In Canada, according to the CBC news report, 80% of security money is spent on terrorism, despite evidence the greater national threat is foreign influence through long term efforts to control key persons in government and the ongoing theft of billions in trade and technology secrets. If there is a terrorist incident, the millions spent to fight terrorism will appear to have been a good decision. If there is no terrorist incident, it's because the money was spent to prevent one. It's a "win/win" situation, that fails to address the real threats.

Prime Minister Harper has announced he plans to build more jail cells. The Ontario government is rightly balking at a Federal policy intending to dump the cost of those jail cells on the provinces. If Canadians are going to get tough on crime, we need more jails, this despite a projected cost for those jail cells capable of breaking the finanacial backs of Canadians. If crime rates soar, Harper is right. If they go down, Harper is still right. It's "win/win" policies such as these that fail Canadians.

With technology advances, many of those in jail cells for non-violent crimes, could be monitored safely with house arrest in the community. Criminalizing the poor creates a 'them versus us' mentality necessary to motivate the public's fear and continued financial support of a tough approach to a perceived threat. With reports claiming 15% of adult Canadians use cannabis, I cannot help but notice the criminal "them" is "us".

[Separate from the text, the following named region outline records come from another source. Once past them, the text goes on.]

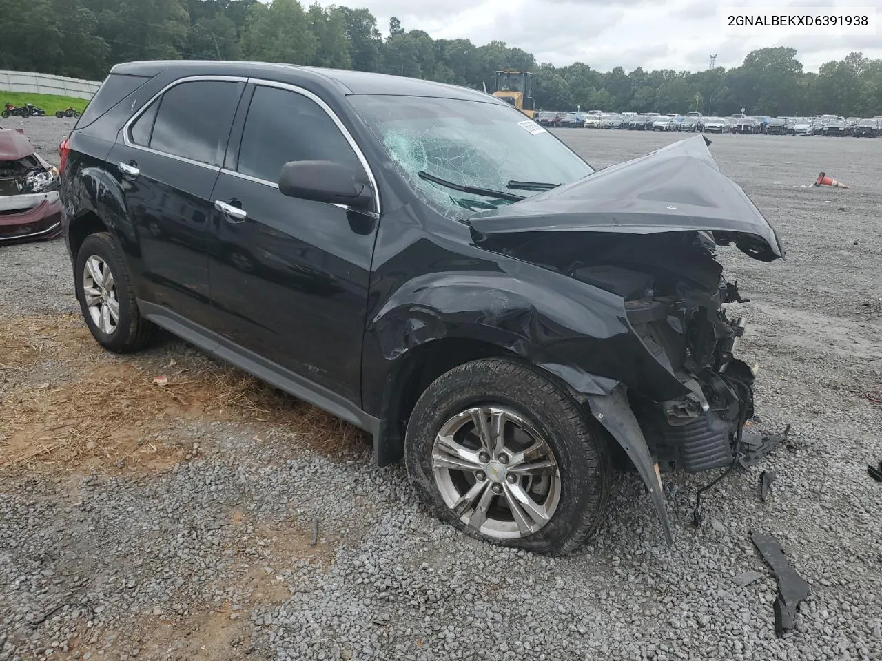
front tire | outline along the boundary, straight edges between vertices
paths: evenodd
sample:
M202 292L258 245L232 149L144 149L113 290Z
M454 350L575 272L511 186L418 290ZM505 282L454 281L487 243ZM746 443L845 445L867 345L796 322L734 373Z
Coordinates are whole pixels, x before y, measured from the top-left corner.
M108 233L90 234L83 241L74 283L86 325L105 349L128 353L153 338L156 327L141 316L129 271Z
M597 529L612 469L602 428L552 379L511 359L452 369L407 423L405 463L441 521L504 546L563 555Z

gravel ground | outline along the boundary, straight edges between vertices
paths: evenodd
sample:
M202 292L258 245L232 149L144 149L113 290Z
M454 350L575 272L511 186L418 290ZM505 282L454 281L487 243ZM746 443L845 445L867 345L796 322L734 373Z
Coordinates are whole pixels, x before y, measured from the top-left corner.
M21 123L50 159L69 125ZM559 135L599 167L678 137ZM739 350L760 363L758 412L768 430L792 424L792 449L723 480L699 528L708 476L666 475L673 548L633 475L589 545L551 560L427 517L403 468L372 467L367 447L329 457L259 414L171 418L154 442L187 455L150 470L0 471L0 660L882 659L882 485L866 473L882 459L867 397L882 394L882 140L712 139L789 251L722 261L751 300L737 306ZM852 189L799 188L821 169ZM0 323L75 312L70 271L61 241L0 249ZM207 362L174 339L135 360ZM77 376L63 361L32 369ZM0 370L0 397L28 378ZM765 469L777 479L762 502ZM811 586L783 639L751 529L777 537ZM748 572L759 578L739 587Z

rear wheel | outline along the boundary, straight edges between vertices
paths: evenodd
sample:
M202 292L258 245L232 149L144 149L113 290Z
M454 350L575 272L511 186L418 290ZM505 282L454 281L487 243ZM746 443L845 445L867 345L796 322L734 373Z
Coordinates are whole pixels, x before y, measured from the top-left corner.
M467 363L430 385L407 423L405 461L435 516L535 553L579 546L609 494L601 427L550 378L509 359Z
M141 316L129 271L109 234L86 238L77 254L74 277L83 318L101 346L126 353L149 344L156 327Z

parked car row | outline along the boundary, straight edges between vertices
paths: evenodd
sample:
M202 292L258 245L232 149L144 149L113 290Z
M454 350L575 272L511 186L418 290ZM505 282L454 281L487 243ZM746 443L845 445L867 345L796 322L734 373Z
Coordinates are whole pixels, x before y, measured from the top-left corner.
M542 126L564 129L584 129L585 119L585 115L580 113L557 112L556 110L543 110L535 117L536 122Z
M882 136L882 115L876 117L787 117L785 132L791 136L851 136L878 137Z
M545 126L568 126L588 129L627 129L628 130L676 130L686 133L742 133L747 135L796 136L882 136L882 115L872 118L834 115L819 117L772 117L752 115L736 117L704 116L698 113L685 115L676 113L602 113L582 115L579 113L540 113L537 121Z

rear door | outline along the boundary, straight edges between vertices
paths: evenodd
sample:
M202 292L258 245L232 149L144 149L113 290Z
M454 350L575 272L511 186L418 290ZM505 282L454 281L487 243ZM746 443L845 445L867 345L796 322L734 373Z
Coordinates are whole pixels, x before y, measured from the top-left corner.
M129 121L108 157L137 235L139 295L203 326L211 192L244 86L227 77L176 81Z
M212 196L216 330L360 405L378 205L363 212L289 197L278 181L292 160L333 160L360 177L367 162L330 108L305 90L258 83L247 115L240 113Z

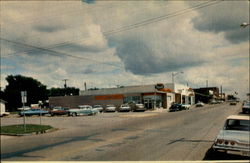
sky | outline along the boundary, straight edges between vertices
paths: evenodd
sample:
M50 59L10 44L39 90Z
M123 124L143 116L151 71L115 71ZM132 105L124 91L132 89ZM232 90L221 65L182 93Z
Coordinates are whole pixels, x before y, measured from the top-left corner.
M48 88L175 82L249 92L249 1L1 1L8 75ZM179 72L183 73L179 73Z

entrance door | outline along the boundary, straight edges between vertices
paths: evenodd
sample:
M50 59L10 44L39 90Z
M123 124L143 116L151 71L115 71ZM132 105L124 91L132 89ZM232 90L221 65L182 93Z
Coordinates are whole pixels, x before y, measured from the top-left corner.
M144 100L143 100L143 103L144 103L144 106L145 106L147 109L153 109L153 107L154 107L154 100L152 100L152 99L150 99L150 98L144 99Z

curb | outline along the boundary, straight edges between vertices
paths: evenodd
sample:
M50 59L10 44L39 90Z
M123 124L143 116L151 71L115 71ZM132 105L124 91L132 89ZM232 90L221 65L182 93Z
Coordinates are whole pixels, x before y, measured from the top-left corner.
M56 131L56 130L58 130L58 129L57 128L52 128L52 129L48 129L48 130L36 131L36 132L27 133L27 134L1 133L0 135L5 135L5 136L28 136L28 135L38 135L38 134L50 133L50 132L53 132L53 131Z

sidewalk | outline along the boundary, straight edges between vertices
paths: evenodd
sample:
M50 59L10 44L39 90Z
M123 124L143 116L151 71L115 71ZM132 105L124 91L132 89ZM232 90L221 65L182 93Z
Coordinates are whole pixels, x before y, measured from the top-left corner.
M168 112L168 109L164 109L164 108L156 108L156 109L153 109L153 110L148 110L150 112L157 112L157 113L161 113L161 112Z

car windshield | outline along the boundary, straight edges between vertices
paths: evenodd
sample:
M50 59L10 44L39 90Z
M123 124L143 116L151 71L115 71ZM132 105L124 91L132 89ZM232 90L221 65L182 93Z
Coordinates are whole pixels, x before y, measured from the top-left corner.
M245 103L244 106L250 106L250 103Z
M239 119L229 119L225 125L226 130L241 130L249 131L250 130L250 121L249 120L239 120Z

If Fadden is correct in saying Canada's biggest threat is the billions of dollars lost to the theft of technology and trade information, we have not only misplaced our funds, but our fear as well. The government is willing to spend millions on airport security and install X-ray equipment for passengers, while the real threat, according to the findings of the Air India bombing report, is loose security then and now, along with crime protection agencies unwilling to share information.

The Canadian taxpayer, duped into the fearful belief that crime and terrorism are rising threats, is asked to  dig into his pocket yet again and fork over more cash. As long as this government formulates policies using the "win/win" method, unwarranted rising taxes will continue to flourish. What is needed is social reform. Unfortunately, no one gets to rich with a scenario that promotes understanding instead of fear.

I'll post more on this subject after lunch and power nap. Would you believe that it is now pouring buckets of rain here? If we have rain, it's good for the garden. If we have no rain, it means I can spend time outside. Another "win/win" situation.